Culture, History, and Identity

The speaker’s conflict isn’t just a matter of language. It is a matter of history, of coming to terms with the violence of a lineage involving colonialism, slavery, and migration. The speaker describes her identity as coming from “indigenous rape” (Line 78) and the blood of “children / of slaves / and slave masters” (Lines 68-70). She questions how she could feel anything but “bittersweet bitterness” (Line 79) with a history like that.

The speaker deals with that difficulty by naming it, but the poem becomes a space that allows for the intermingling of seemingly incommensurate identities and histories, and she can finally accept the contradictions in her heritage. The speaker contrasts the ancestral violence with her ancestors’ creativity, their reshaping the world around them through the swaying of their “song / the landscapes / of [their] skirts” (Lines 101-104). Through these creative acts, Dominicans did more than just survive. They gained agency over self-representation and their identities despite historical processes and power relations that encouraged them to do otherwise.

In creating a poem that centers Dominican food, dance, and language, Acevedo is adding to the store of those creative acts. She closes the poem with a call to all “Afro-Latinos” (Line 132), an even more expansive identity that includes all Latino and Latina members of the African diaspora. The poem ultimately asks the reader, particularly those who are Afro-Latinos, to see their identities as part of a larger whole.

Celebrating the Black Body

“Afro-Latina” is both a written and spoken-word text. As a spoken-word text, the poem places in front of audiences the bodies and voices that Eurocentric cultures have ignored and denigrated. In “Afro-Latina,” Acevedo celebrates the Black body through bodily descriptions and allusions to song and dance.

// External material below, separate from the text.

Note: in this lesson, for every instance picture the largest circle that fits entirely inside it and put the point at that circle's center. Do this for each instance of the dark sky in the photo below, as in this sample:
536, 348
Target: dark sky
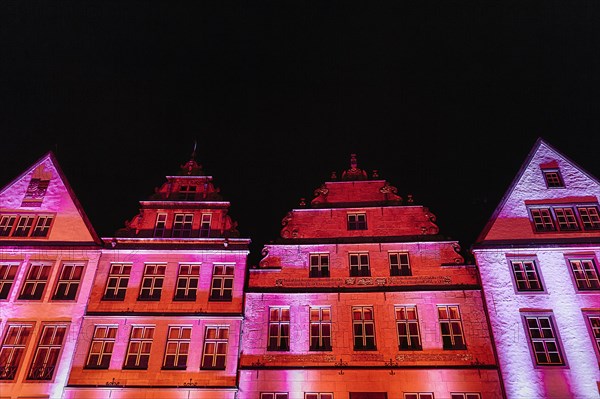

The poem features multiple Black bodies. There is the laboring Black body that Europeans exploited in pursuit of gold, sugar, and an expanded enslaved population. For the speaker, the sexual violation of Indigenous women’s bodies is the worst of the violations; while she wants to forget this violence, she cannot because it is there, encoded in the color of her skin. Then there is the Black body that “built a mundo / nunca imaginado” (Lines 62-63). The “unimagined world” becomes reality each time the Black bodies engage in pleasurable pursuits like dancing, which Acevedo paints as a kind of “bending / and blending / of backbones” (Lines 95-97); dancing is both work (physical effort) and pleasure.

The other Black body is Acevedo’s own, which she uses in her spoken-word performance to illustrate what the Black body can do. For example, she gestures to her own hair (time markers 0:36-0:37), and she sways back and forth when she does the roll call of Dominican and Caribbean music at Lines 90-94 (time markers 1:46-1:47). The control she exercises over her voice allows her to present the Black body in another form of pleasurable work, the sharing of poetry. The presence of this creative Black body allows Acevedo to counter a history in which Black bodies exist only for the profit and pleasure of others.